Je vous rassure tout de même : avec la section d’effet du logiciel et le doublage activés, la plupart des patterns font la blague, si MIDI soient ils à la base. Ce n’est cependant pas le seul grief que nous retiendrons à l’encontre du logiciel.
On ne peut pas plaire à tout le monde
L’autres chose frappante avec les patterns proposés, c’est le côté très éclectique de Sunburst : si le gros métal (Doom, Thrash, Death) comme le jazz (éternel absent) ne sont pas là comme la funk qui demeure la chasse gardée du Funky Guitarist chez l’éditeur, on trouve de quoi faire du rock plus ou moins heavy comme du reggae, de la pop à l’ancienne comme de la pop moderne, et même des choses pensées pour le hip hop ou l’électro. Voyez un petit florilège de ce que le logiciel peut offrir :
- SUNBURSTt1v3 01:43
- SUNBURSTheavy 01:12
- SUNBUSRTrock 01:16
- SUNBURSTelectro 00:48
- SUNBURSThiphop 01:01
- SUNBURSTstand 00:35
Dans l’ensemble, ça marche, d’autant que la section d’effet permet d’obtenir quantité de déclinaisons en termes de son et que vous pouvez même la shunter pour attaquer votre Bias Amp, TH3 ou Amplitube préféré.

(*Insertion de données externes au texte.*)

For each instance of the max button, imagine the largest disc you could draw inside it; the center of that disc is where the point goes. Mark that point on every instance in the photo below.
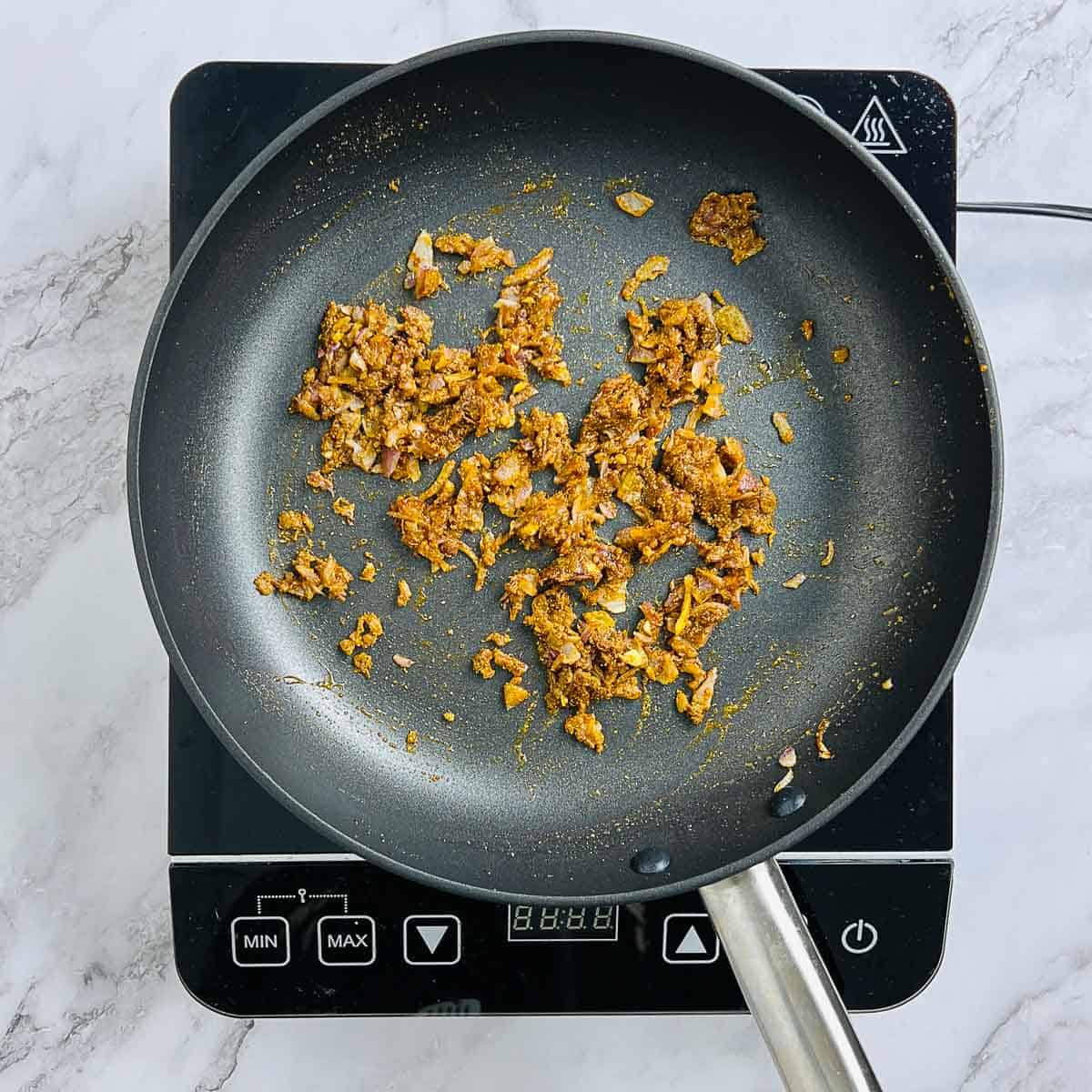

A n’en pas douter, certains apprécieront qu’Electric Sunburst propose une approche plus globale de l’instrument que ne le faisaient les austères Strumming Acoustic, avec un peu de tout pour tous les genres même si les rythmes ternaires sont toujours les parents pauvres du lot (et ça commence à devenir lassant de le souligner à chaque fois). Le problème, c’est qu’à vouloir embrasser de si vastes horizons, Sunburst a vite fait de se révéler frustrant, qu’à vouloir plaire à tout le monde, il court le risque de ne contenter pleinement personne.
De fait, plutôt que des arpèges qu’on peut parfaitement faire ailleurs et un certain nombre de riffs parfaitement anecdotiques que vous aurez bien du mal à caser (Les patterns Arcade notamment), on aurait voulu beaucoup plus de choses en guitare grattée, d’autant qu’il manque de quantté de grooves et de rythmiques iconiques de la 6 cordes : pas de pompe blues, pas de powerchords Tchakata à la Pete Townsend, pas de quoi jouer des rythmiques façon Lust for life, Another Brick in the Wall, Price Tag ou encore le Dive d’Ed Sheeran. Entendez-moi bien : il ne s’agit pas d’avoir exactement ces grooves pour faire des reprises, mais bien de disposer de quantités de briques rythmiques qui permetteraient d’aborder n’importe quel titre comme y parvient beaucoup mieux Strummed Acoustic car ce sont bien ces rythmiques qui sont extrêmement dures à programmer avec des guitares multisamplées… et non de bêtes arpèges. Quant au rayon des guitares hip hop / électro plus décalées qui à lui seul mériterait un instrument complet, on a vite fait le tour de ce qui est proposé. Là dessus, il n’est pas certain qu’un Ujam Virtual Guitarist Sparkle ne soit pas plus intéressant.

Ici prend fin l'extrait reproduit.